DCR Backgrounds

Since the summer of 2005 the vast majority of ATC environments either have 3d components or are entirely 3d. The move to 3d turned out to be a huge time sink, and not necessarily in the modeling and rendering departments. I used to bitch about both quite a bit; these days I’m comfortable with the process and know how to work with it. Rendering does take awhile but new environments take considerably less time to set up than old environments did, and Mental Ray has turned out to be an enormous time-saver as well as a Make Art Button. I knew none of this in 2005 – when I decided ATC needed to go 3d I was basing that on the fact that I was spending 90% of page creation time on one-off non-reusable backgrounds. I knew moving to 3d environments was the right way to go, though at the time I had no idea what that meant when it came to the learning curve. Blowing the dust off of 3d knowledge that at the time hadn’t been used in six years wasn’t exactly like falling off a bike – it was a reminder that I’d never actually figured out how to ride the bike in the first place.

Yeah, I majored in Computer Animation / Multimedia in art school. I liked the multimedia bits and got a job doing that. In 2005, I had a very basic familiarity with 3d software and I was staring at one of ATC’s many vertical cliffs of skill and asset development. The struggle to get Motion into production was epic, and ended with the uninformed decision to use 3d Studio’s then-default Scanline renderer. The resulting render times were so staggeringly massive that I found myself with an enormous amount of free time between comic pages – with an idle Mac and a grunting, straining PC.

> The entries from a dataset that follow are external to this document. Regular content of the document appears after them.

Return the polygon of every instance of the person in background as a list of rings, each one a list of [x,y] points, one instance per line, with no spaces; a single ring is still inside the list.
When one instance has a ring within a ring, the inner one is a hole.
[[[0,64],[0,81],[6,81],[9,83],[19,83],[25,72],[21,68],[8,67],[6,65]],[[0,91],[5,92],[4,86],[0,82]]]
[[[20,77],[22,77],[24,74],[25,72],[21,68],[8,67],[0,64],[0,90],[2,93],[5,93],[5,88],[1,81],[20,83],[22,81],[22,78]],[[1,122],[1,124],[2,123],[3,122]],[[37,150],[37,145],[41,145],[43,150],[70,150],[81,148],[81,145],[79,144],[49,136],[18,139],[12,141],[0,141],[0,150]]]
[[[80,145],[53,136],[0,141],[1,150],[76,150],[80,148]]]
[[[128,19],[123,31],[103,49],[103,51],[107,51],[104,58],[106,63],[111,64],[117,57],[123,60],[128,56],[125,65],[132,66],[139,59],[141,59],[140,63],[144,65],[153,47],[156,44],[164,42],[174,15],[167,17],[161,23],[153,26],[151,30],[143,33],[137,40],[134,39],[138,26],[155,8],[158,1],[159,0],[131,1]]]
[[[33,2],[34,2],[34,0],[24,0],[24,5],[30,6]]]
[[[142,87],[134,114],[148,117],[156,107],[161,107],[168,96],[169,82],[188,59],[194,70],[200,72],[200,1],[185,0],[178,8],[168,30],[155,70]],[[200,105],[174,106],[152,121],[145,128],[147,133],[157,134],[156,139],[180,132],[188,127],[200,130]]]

So i started Dead City Radio as a 2d comic with intentionally low production values, in order to do something while The Dualist slogged along in software. If you’ve read DCR you know that the bare-bones thing didn’t last – relative to page count, ATC production values asserted themselves fairly quickly. Whitehouse is unique in that the vast majority of that installment features 2d backdrops, “hand painted” in Photoshop. This page features a number of those backgrounds, created during periods of color comic “rendering hell.”